Home truths on abroad

Making tracks, Thengboche Monastery, Nepal
Making tracks, Thengboche Monastery, Nepal

What is to become of travel writing now that the world is smaller? Who are the successors to Chatwin, Lewis and Thesiger? William Dalrymple, writing in The Guardian, has not the slightest doubt that the genre has a great deal of life in it yet. For wonderfully varied ingredients can be added to a travel book, he says: like politics, archaeology, history, philosophy, art or magic. And it’s possible to cross-fertilise the genre with other literary forms – biography, or anthropological writing – or, perhaps more interesting still, to follow in Chatwin’s footsteps and muddy the boundaries of fiction and non-fiction by crossing the travel book with some of the wilder forms of the novel.

If 19th-century travel writing was principally about place – about filling in the blanks of the map and describing remote places that few had seen – the best 21st-century travel writing is almost always about people: exploring the extraordinary diversity that still exists in the world beneath the veneer of globalisation. As Jonathan Raban once remarked: “Old travellers grumpily complain that travel is now dead and that the world is a suburb. They are quite wrong. Lulled by familiar resemblances between all the unimportant things, they meet the brute differences in everything of importance.”

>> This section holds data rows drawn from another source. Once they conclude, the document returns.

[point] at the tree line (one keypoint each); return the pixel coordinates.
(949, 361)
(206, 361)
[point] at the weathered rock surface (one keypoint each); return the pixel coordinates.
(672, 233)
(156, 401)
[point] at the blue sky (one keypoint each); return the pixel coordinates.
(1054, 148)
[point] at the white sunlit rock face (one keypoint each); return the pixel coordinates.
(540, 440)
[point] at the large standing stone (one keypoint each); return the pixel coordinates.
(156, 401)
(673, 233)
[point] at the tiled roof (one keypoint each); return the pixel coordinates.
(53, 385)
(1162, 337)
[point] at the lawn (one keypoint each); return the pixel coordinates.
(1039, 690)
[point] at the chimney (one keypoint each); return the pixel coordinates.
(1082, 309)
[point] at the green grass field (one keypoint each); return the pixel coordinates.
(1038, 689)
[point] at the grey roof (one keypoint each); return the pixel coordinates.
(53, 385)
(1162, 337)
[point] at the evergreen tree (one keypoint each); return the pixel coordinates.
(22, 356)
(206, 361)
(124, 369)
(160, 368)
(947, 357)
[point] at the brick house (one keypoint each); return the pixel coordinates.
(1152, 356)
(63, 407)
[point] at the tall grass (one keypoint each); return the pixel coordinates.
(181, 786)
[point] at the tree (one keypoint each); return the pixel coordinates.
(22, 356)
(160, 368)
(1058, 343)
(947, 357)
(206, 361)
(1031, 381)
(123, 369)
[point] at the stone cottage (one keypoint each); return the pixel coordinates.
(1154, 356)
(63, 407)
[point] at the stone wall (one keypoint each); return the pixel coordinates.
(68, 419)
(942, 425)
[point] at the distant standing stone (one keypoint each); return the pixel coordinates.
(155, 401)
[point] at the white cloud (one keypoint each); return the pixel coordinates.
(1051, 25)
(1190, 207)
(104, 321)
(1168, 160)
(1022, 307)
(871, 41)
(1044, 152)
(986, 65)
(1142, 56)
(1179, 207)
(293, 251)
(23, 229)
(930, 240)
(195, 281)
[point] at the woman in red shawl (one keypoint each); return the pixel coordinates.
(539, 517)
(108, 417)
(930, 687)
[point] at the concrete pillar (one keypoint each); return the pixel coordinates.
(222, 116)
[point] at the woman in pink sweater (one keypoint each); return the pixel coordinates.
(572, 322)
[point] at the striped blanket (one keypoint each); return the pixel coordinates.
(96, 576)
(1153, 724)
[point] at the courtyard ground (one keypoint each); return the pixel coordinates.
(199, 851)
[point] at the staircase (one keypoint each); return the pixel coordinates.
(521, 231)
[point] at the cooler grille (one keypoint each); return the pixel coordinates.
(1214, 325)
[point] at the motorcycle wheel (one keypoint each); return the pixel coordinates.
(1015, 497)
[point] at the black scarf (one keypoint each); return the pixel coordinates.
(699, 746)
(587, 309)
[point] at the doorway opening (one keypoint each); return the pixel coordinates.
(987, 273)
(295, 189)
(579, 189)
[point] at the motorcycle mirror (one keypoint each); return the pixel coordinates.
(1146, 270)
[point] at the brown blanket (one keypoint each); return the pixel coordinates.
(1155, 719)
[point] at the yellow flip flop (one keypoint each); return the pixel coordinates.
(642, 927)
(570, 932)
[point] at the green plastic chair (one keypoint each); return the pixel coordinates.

Today, however, many of the most interesting travel books are by individuals who have made extended stays in places, getting to know them intimately: such as Iain Sinclair’s circling of the capital in London Orbital or Sam Miller’s Delhi: Adventures in a Megacity. There is also Ghosh in his Egyptian village, published as In an Antique Land, or Christopher de Bellaigue’s magnificent recent study, Rebel Land, which examines the way that the ghosts of the Armenian genocide and Kurdish nationalism haunt a single remote town in eastern Turkey. As Mishra puts it, in a more globalised, postcolonial world the traveller “needs to train his eye in the way an ethnographer does . . . to remain relevant and stimulating, travel writing has to take on board some of the sophisticated knowledge available about these complex societies, about their religions, history, economy, and politics.”